DébatsDossierEditosMédias

PETA, handicap et provocation gratuite

peta logo

La semaine dernière, l’ONG PETA a été accusée de stigmatiser les personnes souffrant de handicap mental. Chez Cover Dressing, on a préféré suivre l’affaire de loin et attendre que le bad buzz se tasse pour s’interroger sur la stratégie de communication de la PETA.

Rappel des faits

Le 25 août dernier, la blogueuse, écrivaine et entrepreneuse Charlotte de Vilmorin (alais Wheelcome), repère plusieurs allusions peu flatteuses aux personnes en situation de handicap dans la FAQ (Foire aux questions) du site français de l’association de défense des droits des animaux PETA – traduction fidèle de la FAQ du site mère, PETA.org.

https://twitter.com/Wheelcome_blog/status/636128344405372928/photo/1?ref_src=twsrc%5Etfw

L’information, rapidement reprise par le Huffington Post et sur les réseaux sociaux, a créé un tollé et obligé PETA France à modifier sa FAQ. Pourtant, la correction apportée laisse à désirer :

« Il n’y a pas si longtemps, beaucoup d’humains étaient traités comme des «objets» et on enfermait les personnes handicapées dans des institutions parce qu’elles étaient considérées sans valeur pour la société et «embarrassantes» pour leurs familles. Fort heureusement nous comprenons aujourd’hui qu’aucune discrimination ne doit être tolérée à l’encontre d’une personne, que ce soit sur des critères d’apparence ou d’aptitude physique, son genre ou son âge, et le progrès de notre société passe aussi par le fait d’embrasser l’idée qu’il ne faut pas accepter l’irrespect et la discrimination envers d’autres espèces.
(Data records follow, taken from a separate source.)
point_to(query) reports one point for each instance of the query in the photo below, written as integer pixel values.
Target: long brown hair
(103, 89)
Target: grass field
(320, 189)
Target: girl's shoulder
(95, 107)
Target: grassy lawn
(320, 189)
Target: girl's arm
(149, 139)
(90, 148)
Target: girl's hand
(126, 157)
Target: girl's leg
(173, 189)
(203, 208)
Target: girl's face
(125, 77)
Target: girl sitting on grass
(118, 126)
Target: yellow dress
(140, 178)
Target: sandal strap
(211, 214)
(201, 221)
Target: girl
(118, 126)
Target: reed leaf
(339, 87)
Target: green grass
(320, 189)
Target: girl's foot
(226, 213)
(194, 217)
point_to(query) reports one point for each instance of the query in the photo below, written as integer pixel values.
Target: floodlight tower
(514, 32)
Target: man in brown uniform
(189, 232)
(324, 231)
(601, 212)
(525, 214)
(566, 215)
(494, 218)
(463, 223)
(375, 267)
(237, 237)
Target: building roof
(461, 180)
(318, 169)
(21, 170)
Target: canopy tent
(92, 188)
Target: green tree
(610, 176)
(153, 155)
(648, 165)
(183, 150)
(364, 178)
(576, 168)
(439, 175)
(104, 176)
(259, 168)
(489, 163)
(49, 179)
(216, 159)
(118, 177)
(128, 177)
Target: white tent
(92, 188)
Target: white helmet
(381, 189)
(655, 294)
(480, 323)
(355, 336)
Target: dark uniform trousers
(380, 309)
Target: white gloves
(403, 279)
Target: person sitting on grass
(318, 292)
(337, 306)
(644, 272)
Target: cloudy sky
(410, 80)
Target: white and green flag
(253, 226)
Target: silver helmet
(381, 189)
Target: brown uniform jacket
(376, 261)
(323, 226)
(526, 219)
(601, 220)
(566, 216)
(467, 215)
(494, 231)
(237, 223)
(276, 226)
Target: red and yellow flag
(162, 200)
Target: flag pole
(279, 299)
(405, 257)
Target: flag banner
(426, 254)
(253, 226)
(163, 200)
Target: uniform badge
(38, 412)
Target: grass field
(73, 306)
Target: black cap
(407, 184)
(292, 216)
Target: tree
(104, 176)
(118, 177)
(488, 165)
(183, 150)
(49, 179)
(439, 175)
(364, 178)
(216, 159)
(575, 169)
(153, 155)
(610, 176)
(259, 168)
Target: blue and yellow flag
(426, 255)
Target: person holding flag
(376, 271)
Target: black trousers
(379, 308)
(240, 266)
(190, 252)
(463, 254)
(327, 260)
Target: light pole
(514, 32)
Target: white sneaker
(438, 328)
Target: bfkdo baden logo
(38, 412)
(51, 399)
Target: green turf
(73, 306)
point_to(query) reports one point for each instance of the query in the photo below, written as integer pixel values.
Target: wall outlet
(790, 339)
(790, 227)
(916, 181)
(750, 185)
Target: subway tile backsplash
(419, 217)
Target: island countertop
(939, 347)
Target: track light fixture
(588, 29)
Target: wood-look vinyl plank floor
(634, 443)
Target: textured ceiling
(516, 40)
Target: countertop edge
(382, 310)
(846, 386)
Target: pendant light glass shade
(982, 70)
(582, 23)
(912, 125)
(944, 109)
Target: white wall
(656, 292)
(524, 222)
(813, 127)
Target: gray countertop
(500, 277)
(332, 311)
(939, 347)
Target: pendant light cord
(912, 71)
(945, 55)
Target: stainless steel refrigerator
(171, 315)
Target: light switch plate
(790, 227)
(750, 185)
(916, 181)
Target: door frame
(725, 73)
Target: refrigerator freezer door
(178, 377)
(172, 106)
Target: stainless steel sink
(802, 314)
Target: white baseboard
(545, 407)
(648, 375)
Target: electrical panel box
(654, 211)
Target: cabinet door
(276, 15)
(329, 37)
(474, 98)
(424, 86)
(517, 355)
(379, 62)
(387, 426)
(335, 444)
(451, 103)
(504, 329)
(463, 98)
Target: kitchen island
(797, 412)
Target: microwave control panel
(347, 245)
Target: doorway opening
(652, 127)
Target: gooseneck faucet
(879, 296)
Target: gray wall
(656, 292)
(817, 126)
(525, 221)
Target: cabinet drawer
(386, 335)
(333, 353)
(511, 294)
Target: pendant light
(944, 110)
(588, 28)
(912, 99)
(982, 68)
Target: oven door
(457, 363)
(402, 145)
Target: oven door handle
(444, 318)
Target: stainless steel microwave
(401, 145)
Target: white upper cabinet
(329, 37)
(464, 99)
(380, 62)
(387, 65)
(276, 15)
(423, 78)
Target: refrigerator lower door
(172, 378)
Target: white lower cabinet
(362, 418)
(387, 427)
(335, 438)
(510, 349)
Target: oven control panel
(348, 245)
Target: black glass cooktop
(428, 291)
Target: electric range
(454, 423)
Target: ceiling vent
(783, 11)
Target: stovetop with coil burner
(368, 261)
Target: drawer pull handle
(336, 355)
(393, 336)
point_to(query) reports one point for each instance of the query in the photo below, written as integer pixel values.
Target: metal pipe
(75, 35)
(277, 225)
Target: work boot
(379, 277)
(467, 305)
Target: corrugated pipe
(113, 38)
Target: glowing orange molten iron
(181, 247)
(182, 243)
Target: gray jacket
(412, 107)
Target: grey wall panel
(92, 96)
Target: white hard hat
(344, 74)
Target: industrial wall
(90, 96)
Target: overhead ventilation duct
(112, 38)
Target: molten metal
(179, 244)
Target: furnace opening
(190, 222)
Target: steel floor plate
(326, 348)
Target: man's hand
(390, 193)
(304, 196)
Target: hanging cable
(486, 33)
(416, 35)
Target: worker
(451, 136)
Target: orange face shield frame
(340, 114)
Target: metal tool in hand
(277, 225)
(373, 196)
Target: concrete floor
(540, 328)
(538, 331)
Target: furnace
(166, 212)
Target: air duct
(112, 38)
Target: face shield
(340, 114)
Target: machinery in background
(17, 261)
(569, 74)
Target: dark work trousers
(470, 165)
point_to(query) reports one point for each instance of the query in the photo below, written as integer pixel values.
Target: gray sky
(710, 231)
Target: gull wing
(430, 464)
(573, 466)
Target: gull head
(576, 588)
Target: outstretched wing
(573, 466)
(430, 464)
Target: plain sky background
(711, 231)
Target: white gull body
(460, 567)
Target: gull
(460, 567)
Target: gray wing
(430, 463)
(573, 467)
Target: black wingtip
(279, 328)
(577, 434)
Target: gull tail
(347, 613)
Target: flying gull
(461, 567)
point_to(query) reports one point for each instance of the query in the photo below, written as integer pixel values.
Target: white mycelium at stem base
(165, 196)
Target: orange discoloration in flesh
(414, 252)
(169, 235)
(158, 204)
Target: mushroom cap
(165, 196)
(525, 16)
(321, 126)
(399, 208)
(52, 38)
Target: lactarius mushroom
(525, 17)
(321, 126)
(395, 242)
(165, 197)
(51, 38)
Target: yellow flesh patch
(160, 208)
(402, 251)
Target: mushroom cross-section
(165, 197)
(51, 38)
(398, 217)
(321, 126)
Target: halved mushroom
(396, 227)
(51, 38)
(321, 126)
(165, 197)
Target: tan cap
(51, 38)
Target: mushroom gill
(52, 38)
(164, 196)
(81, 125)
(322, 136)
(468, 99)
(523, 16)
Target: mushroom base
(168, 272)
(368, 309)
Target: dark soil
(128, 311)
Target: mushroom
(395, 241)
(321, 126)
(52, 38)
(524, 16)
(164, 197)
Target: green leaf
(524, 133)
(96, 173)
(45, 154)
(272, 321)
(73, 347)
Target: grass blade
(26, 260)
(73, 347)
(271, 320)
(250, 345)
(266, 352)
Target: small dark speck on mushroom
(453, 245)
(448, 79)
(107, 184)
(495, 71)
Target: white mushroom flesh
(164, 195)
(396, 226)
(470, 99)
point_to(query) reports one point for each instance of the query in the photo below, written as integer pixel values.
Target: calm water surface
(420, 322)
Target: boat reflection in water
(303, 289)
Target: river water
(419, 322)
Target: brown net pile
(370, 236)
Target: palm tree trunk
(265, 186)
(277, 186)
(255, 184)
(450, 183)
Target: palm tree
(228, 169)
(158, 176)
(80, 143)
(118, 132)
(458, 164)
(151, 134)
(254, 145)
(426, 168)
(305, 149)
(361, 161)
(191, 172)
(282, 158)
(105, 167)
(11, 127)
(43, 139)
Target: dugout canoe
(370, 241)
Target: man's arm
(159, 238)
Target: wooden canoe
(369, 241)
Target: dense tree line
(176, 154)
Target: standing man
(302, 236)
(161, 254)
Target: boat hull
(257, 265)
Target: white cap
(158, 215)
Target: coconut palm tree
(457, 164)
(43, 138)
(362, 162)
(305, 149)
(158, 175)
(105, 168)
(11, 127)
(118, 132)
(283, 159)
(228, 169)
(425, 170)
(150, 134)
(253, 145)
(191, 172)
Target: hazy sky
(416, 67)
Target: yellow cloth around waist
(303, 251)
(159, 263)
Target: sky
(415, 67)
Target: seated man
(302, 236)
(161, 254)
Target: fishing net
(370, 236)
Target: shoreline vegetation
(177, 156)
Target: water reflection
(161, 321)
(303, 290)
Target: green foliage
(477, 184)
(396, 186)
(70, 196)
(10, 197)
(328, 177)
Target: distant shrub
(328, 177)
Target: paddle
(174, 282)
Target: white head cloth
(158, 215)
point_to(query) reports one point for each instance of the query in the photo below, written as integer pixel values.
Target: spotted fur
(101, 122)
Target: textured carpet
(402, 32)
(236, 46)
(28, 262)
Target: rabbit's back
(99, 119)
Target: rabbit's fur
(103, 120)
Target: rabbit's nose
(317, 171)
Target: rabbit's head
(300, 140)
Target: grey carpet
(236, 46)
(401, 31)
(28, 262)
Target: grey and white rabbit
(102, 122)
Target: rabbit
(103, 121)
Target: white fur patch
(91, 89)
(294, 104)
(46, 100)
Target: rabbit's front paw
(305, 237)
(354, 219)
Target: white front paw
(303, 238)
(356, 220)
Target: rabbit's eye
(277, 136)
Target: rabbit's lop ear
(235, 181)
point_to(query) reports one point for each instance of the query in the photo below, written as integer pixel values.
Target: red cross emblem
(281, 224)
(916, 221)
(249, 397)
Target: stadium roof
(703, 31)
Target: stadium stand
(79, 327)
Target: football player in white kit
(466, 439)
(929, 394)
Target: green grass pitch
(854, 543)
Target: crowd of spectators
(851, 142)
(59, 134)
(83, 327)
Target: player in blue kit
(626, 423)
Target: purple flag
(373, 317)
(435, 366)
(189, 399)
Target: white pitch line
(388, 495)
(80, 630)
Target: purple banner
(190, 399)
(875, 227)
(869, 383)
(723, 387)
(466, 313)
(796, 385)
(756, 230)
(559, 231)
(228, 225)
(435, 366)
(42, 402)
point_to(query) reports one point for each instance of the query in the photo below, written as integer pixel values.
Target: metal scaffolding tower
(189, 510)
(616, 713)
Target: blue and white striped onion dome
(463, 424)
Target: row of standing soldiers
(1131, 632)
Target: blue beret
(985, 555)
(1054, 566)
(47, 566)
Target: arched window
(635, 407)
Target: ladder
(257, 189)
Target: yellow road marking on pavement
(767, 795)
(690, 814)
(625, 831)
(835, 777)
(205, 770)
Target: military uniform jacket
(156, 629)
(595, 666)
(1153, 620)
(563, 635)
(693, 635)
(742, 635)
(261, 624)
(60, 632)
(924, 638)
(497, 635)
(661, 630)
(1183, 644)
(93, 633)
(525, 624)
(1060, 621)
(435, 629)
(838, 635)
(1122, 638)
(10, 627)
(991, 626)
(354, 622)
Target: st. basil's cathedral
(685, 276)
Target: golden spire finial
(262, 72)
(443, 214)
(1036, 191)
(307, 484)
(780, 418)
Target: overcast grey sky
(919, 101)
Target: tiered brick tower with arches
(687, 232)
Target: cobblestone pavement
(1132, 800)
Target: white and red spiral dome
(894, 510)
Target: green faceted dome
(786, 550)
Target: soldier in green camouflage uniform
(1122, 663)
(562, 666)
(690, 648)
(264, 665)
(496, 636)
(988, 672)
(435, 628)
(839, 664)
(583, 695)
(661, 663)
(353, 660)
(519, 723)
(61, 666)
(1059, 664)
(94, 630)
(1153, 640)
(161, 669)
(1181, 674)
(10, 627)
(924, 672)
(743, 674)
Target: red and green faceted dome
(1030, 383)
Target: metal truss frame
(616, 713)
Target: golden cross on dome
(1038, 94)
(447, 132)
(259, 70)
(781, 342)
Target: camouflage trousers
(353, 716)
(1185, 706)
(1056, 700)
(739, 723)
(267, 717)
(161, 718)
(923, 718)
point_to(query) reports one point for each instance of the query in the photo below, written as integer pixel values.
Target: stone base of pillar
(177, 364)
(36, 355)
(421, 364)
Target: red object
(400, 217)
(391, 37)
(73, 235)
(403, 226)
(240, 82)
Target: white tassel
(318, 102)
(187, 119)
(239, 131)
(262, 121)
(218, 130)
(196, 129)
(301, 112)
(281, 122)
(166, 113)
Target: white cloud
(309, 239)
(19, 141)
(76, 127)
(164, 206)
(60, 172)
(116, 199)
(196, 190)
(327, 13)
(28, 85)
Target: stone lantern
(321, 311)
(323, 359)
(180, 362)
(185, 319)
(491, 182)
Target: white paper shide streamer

Nous pouvons avoir honte de cette vision étriquée et sectaire du passé, mais notre incapacité à s’interroger sur le traitement actuel de ceux que nous percevons comme «différents» est un risque à l’évolution morale de notre société. Notre défi présent est d’utiliser les leçons du passé, et c’est exactement ce que fait PETA. Comme le disait Martin Luther King Jr. «Une injustice, où qu’elle soit commise, est une menace pour la justice partout ailleurs. »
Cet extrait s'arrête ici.